Set Up a Disconnected Network (Import and Export Updates)
Applies To: Windows Server 2003, Windows Server 2003 R2, Windows Server 2003 with SP1, Windows Server 2003 with SP2, Windows Server Update Services
Managing WSUS on a disconnected network involves exporting updates and metadata from a WSUS server on a connected network and then importing all that information into the WSUS server on the disconnected network. There is a conceptual discussion of why this might be useful in the "Networks Disconnected from the Internet" section in Choose a Type of Deployment earlier in this guide.
You cannot import updates to a server that is being centrally managed. WSUS servers on disconnected networks are always autonomously managed.
There are three steps to accomplishing an import and export. First, make sure advanced synchronization options for the express installation files feature and languages on the export server match the settings on the import server. This ensures that you collect the type of updates you intend to distribute. For example, if you did not select the option for express installation files on the export server, but did have the express installation file option selected on the import server, you would not be able to distribute updates by using express installation files, because none were initially collected on the export server. A mismatch of language settings can have a similar effect. You do not have to concern yourself with matching settings for schedule, products and classifications, source, or proxy server, since the import operation itself overcomes the need for these settings. The setting for deferred download of updates has no effect on the import server. If you are using the option for deferred downloads on the export server, you must approve the updates so they can be downloaded prior to taking the next step, which is migrating updates to the import server.

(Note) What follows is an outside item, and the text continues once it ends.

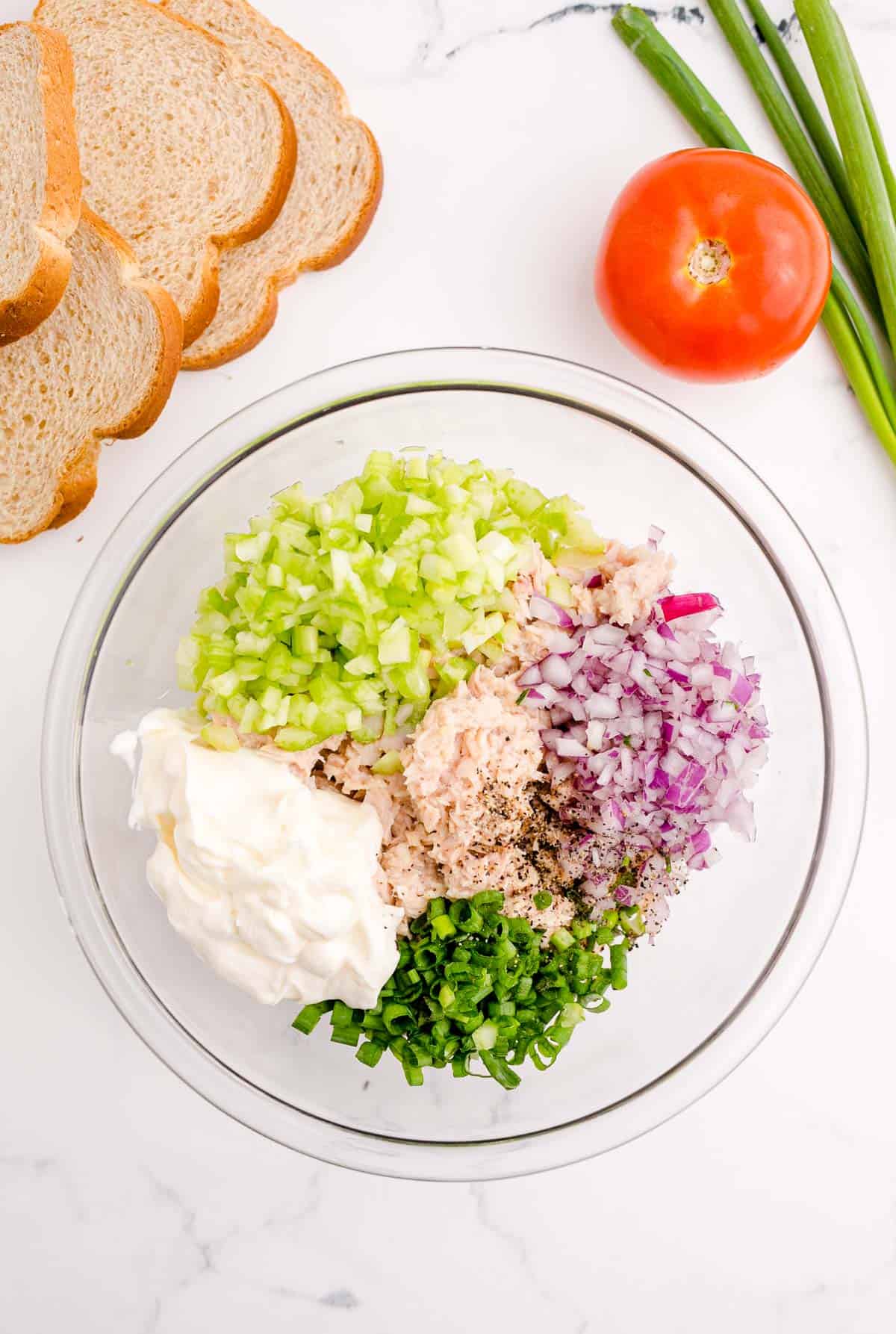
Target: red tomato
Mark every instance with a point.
(714, 264)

Second, copy updates from the file system of the export server to the file system of the import server. By default, updates are stored in the following folder:
You can use the Windows Backup Utility or whatever backup software your organization is familiar with to copy the files. When you copy files to the import server, you must maintain the folder structure for all folders under \WSUSContent. Make sure that the updates appear in the folder on the import server that has been designated to store updates; this designation is typically made during the setup process. You should also consider using an incremental backup system to limit the amount of data you need to move each time you refresh the server on the disconnected network.
Third, export update metadata from the database on the export server, and import it into the database on the import server. You accomplish the metadata import and export by using the command-line utility WSUSutil.exe mentioned in Migration Command-line Tool. You can find WSUSutil.exe in the tools subfolder where you installed WSUS. You must be a member of the local Administrators group on the WSUS server to export or import metadata; both operations can only be run from the WSUS server itself. You can only run WSUSutil.exe on a 32-bit platform.
You should copy updates to the file system of the import server before you import metadata. If WSUS finds metadata for an update that is not in the file system, the WSUS console shows that the update failed to be downloaded. This type of problem can be fixed by copying the update onto the file system of the import server and then again attempting to deploy the update.
Although you can use incremental backups to move update files onto the import server, you cannot move update metadata piecemeal. WSUSutil.exe exports all the metadata in the WSUS database during the export operation.